Phase 1 — Login (Authentication)

  1. The client sends UserCredentials (username + plaintext password) over mTLS to the AuthService
  2. The AuthService hashes the password with the user's stored salt using PBKDF2 (260,000 iterations)
  3. If the hash matches, the AuthService generates a UUID session token and returns it
  4. The client stores this token locally and sends it with every subsequent operation

Phase 2 — Write Operation (Client → Node)

  1. The client constructs a FileOperation using the static factory: FileOperation.upload(username, filename, data)
  2. Two critical security fields are auto-populated:
    • timestamp: System.currentTimeMillis() — for replay window enforcement
    • nonce: UUID.randomUUID().toString() — for replay uniqueness
  3. The client calls node.handleClientOperation(op, token) over mTLS RMI

Phase 3 — Authentication Check (Node → Auth)

  1. Before touching the file system, the node calls authService.validateToken(token)
  2. The AuthService looks up the token in its internal map
  3. If valid, returns the username associated with the token
  4. If invalid or expired, the node immediately returns an OperationResult with success=false

This check happens before any file I/O — an attacker can't even list files without a valid token.

Phase 4 — Totally Ordered Multicast

This is the heart of the distributed consistency guarantee. Here's what happens:

  1. Node 0 (the receiving node) calls clock.tick() to increment its Lamport clock.

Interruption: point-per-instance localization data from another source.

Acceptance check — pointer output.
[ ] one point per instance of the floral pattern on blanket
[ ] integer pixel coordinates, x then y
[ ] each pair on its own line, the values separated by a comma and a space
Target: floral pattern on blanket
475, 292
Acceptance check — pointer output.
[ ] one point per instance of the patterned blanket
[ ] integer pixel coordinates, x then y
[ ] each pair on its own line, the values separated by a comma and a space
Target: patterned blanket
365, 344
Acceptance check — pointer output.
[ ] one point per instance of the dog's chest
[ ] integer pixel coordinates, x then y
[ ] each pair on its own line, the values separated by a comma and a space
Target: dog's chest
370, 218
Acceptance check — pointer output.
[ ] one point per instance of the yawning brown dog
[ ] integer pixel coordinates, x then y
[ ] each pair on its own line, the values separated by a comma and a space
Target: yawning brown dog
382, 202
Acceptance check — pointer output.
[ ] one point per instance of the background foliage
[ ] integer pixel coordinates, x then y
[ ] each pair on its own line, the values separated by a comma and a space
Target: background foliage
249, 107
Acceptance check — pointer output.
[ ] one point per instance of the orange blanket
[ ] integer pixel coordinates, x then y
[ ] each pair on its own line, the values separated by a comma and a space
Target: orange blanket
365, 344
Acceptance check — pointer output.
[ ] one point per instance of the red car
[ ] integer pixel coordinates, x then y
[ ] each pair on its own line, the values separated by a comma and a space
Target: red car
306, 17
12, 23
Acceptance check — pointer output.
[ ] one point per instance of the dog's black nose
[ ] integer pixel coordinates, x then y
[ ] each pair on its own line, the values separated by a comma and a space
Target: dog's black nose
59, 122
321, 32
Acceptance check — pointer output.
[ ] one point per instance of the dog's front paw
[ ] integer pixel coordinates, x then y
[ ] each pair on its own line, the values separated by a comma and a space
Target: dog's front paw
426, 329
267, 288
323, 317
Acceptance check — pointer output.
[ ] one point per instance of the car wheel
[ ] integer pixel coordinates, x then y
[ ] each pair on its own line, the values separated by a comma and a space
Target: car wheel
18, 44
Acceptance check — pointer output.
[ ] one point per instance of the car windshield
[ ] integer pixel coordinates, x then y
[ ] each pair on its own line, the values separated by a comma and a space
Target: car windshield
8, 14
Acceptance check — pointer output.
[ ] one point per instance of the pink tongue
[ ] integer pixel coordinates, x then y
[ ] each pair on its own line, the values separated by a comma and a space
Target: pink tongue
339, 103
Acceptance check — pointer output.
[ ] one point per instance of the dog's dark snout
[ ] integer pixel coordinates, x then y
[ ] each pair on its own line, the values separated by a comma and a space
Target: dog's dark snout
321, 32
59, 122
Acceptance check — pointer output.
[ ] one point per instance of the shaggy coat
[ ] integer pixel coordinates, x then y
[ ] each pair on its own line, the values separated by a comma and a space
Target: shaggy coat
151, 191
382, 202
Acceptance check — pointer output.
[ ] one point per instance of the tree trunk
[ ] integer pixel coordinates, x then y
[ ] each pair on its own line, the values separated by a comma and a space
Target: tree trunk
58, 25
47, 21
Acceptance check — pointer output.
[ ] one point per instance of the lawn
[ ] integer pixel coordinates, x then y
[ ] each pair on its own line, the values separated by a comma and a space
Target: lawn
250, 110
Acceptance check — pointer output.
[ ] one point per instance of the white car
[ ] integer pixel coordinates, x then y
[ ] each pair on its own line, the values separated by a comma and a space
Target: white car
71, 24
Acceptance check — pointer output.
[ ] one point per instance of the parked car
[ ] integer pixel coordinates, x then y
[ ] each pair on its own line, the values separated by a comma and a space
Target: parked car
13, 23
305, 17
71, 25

The new timestamp ts=1 is attached to the ClockMessage.

  2. Node 0 calls peer.receiveMulticast(msg) on every node, including itself.

  3. Each receiving node:

    • Calls clock.update(msg.timestamp)clock = max(local, msg.ts) + 1
    • Enqueues the message in a PriorityQueue sorted by (timestamp, senderId)
    • Broadcasts sendAck(fromNodeId, messageId, newClockValue) to all nodes

  4. The ACKs serve two purposes:

    • They tell the originator "I received this message"
    • Their timestamps prove "I have nothing earlier in flight"

Phase 5 — Delivery

A background thread (the delivery loop, running every 50 ms) polls the queue:

  1. Look at the head of the priority queue
  2. Has this message received ACKs from all nodes?
  3. Is every ACK's timestamp strictly greater than the message's timestamp?
  4. If yes: dequeue the message, execute the file operation, complete the CompletableFuture
  5. If no: wait for the next loop iteration

:::tip Why "strictly greater"? If an ACK arrives with timestamp = msg.timestamp, that means the sending node's clock hasn't advanced past this message — it might still be processing an earlier message from a different sender. The strict inequality guarantees that no earlier-timestamped message can still be in transit from that node. :::

Phase 6 — Return to Client

The originating node's handleClientOperation was blocked on a CompletableFuture.get(10, SECONDS). When the delivery loop executes the message, it completes the future, and the result is serialized back to the client over mTLS.

Read Operations

Read operations (DOWNLOAD, SEARCH, LIST) are much simpler:

  1. Client calls handleClientOperation(readOp, token)
  2. Node validates the token with AuthService
  3. Node reads from the local file system or performs the search
  4. Node returns the result immediately — no multicast needed

Reads are never broadcast. They go to a single node. For linearisable reads, the client is directed to the current Raft leader.

Delete and Rename

Both DELETE and RENAME follow the same TO-Multicast flow as UPLOAD. They are write operations because they modify the file system state, and that state must be consistent across all replicas.